Cinco mudanças, três gols, baliza a zero. O Botafogo liquidou o Independiente Petrolero na noite da última terça-feira (28), no Nilton Santos, com placar de 3 a 0, e manteve a liderança isolada do Grupo E da Libertadores. O técnico Franclim Carvalho rodou o elenco de forma significativa — e os números sustentam a eficiência da decisão.

As cinco alterações e a lógica de Franclim

Franclim Carvalho não preservou peças ao acaso. Cada modificação obedeceu a uma lógica funcional dentro do sistema. As entradas de Kadir e Cabral foram as mais discutidas: o técnico explicou que a dupla foi escolhida para elevar a agressividade dentro da área sem comprometer a velocidade nas transições ofensivas.

"O Kadir tem trabalhado bem. É um menino que gosto muito, acho que tem muito potencial. O Cabral é um jogador rápido embalado e tem muita força. Os dois se complementam bem", pontuou Franclim após o jogo.

A complementaridade citada pelo treinador é mensurável em termos táticos: Kadir oferece referência como pivô fixo na área, enquanto Cabral explora espaços nas costas da linha defensiva adversária — perfis distintos que forçam o bloco rival a fazer escolhas posicionais distintas simultaneamente.

Alex Telles foi outro dos titulares que entrou na equipe e deixou marca direta no resultado, registrando assistência na partida. A participação do lateral reforça o modelo de Franclim, que cobra consistente sobreposição dos alas para gerar largura e cruzamentos.

O gol precoce de Mateo Ponte como variável tática

A abertura do placar por Mateo Ponte nos minutos iniciais foi determinante para desfazer o bloco compacto do Petrolero. A equipe boliviana chegou ao Nilton Santos com proposta de baixa linha de pressão e compactação média-baixa — padrão típico de times que buscam anular adversários tecnicamente superiores.
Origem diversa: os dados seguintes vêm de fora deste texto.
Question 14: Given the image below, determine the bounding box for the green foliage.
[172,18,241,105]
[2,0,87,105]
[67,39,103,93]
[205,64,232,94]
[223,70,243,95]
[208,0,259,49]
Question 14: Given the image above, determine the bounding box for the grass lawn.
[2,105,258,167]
Com o placar adverso cedo, o Petrolero foi obrigado a subir sua linha defensiva e abrir espaços nas transições ofensivas — exatamente o ambiente em que Cabral e as movimentações de Kadir se tornam mais perigosos. Franclim reconheceu o efeito do gol precoce:

"O gol abriu um bocadinho. Tínhamos que fazer mais gols nesse jogo, e nós fizemos. Foi uma quantidade elevada de arremates, de cruzamentos, de chances criadas", analisou o treinador português.
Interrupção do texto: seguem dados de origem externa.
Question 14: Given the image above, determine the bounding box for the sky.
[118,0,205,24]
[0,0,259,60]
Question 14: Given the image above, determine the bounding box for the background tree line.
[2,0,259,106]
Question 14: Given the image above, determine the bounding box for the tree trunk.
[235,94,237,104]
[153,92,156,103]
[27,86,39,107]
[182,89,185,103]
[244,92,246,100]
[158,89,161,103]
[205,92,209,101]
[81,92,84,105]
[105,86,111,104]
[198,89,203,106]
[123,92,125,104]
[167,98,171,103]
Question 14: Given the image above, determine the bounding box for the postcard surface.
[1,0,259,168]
O volume ofensivo citado pelo técnico se traduz em números concretos: o Botafogo converteu 14 escanteios durante a partida — embora nenhum deles tenha resultado diretamente em gol, o dado evidencia o domínio territorial e a pressão sustentada sobre a defesa adversária.

Efetividade em debate — o que os dados revelam

O placar de 3 a 0 satisfaz, mas a análise de eficiência ofensiva aponta inconsistência. Quatorze escanteios sem gol de bola parada é uma métrica que exige atenção: significa que o Botafogo gerou volume, mas desperdiçou oportunidades claras de ampliar o marcador com menor esforço coletivo.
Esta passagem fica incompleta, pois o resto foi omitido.